The Future of All-flash Storage Arrays & HCI

Let's take a quick look at where all-flash storage arrays and HCI are going in 2017. There will big changes in the devices themselves, the interconnects used to access them in an external storage arrays and the APIs that are used by applications to perform their storage operations.

THE DEVICES

The latency to SATA HDDs is on the order of 10,000uS and the latency to SATA SSDs is 1,000uS, so it's no wonder all-flash arrays have captured market segments that need the 10X speed increase. The next wave of devices are NVMe SSDs, which have latencies on the order of 100uS, making them 10X faster than SATA SSDs.
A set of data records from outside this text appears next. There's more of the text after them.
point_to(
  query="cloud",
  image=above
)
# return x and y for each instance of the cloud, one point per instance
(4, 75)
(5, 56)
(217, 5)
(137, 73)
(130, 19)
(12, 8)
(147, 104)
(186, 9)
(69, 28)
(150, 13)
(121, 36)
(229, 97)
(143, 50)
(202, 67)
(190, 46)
But wait there's more - Storage Class Memory (SCM) like Intel/Micron 3D XPoint NVDIMMs are here and because they live on the memory bus instead of the PCIe bus, they have latencies on the order of 1uS, that's 100x the performance of SATA SSDs. Just as SSDs are used to cache data residing on HDDs today, next-gen storage arrays will use 3D XPoint NVDIMMs to cache data residing on NVMe SSDs.

THE NETWORKS

The SATA 3.0 bus delivers roughly .6GB/s of throughput while the PCIex4 bus commonly used for NVMe SSDs delivers just under 4GB/s - an increase of roughly 6.5X in throughput. To implement shared NVMe SSD storage in an external array, a proprietary PCIex4 mesh architecture is used by EMC DSSD and a wave of innovative storage arrays are arriving that use the new NVMe over Fabrics (NVMe-oF) industry standard protocol that can use, among other fabrics, common 10Gb to 100Gb Ethernet links through prevalent DCB-compliant Ethernet switches and popular RNICs such as those from Milano and Chelsio. Without the DMA capability of RNICs, Ethernet network communications introduce too much latency, which is why they are already widely used in datacenters. NVMe-oF will bring to market standards-based equipment and a choice of vendors for datacenter operators.

THE PROTOCOLS

What's really going to turn storage on it's head is the protocol changes for applications that are doing storage operations. The ubiquitous SCSI protocol stack with its user-space to kernel-space transitions, copies and asynchronous I/O mechanism that relies on I/O interrupts all combine to create a huge software latency for each I/O request on the order of 100uS according to SNIA. Yes, you read that right. Add in the latencies of the operating system's file system and the time required to do in-line compression, encryption, HA, durability and snapshots, and the impressive speed increases of NVMe SSDs and SCM memory are completely wasted. 

THE NEW APIs

When applications need maximum speed, they will move to a programing model where the entire I/O operation takes place in user space over RNICs to NVMe-oF storage arrays. The fastest client-side programming interfaces include the NVM Express APIs, Intel's SPDK APIs, or the Windows Server 2016 SCM APIs that use memory-mapped files as the programming paradigm with IB-style request and completion queues that reside in user space to eliminate transitions to kernel space, unnecessary copies and interrupt latencies. Two application programing models will emerge for access to NVMe SSD storage: one will be compatible with existing applications, and will inherit legacy latencies, while the new paradigm stays in user space and will be 2-10x faster - for new applications that have the most pressing need for speed.

THE FUTURE

In 2017 opportunities exist for hardware manufacturers, firmware creators and software engineers to leverage the new cutting-edge NVMe SSDs for speed, and to add enterprise-class features to NVMe-oF storage arrays and HCI appliances like compression, de-duplication, encryption, HA, durability and snapshots - without introducing latencies. Please don't forget my favorite storage feature - the zero copy clone for my VMs and please give me support for my persistent Docker Containers. To deliver that, it will be a busy and exciting 2017 indeed!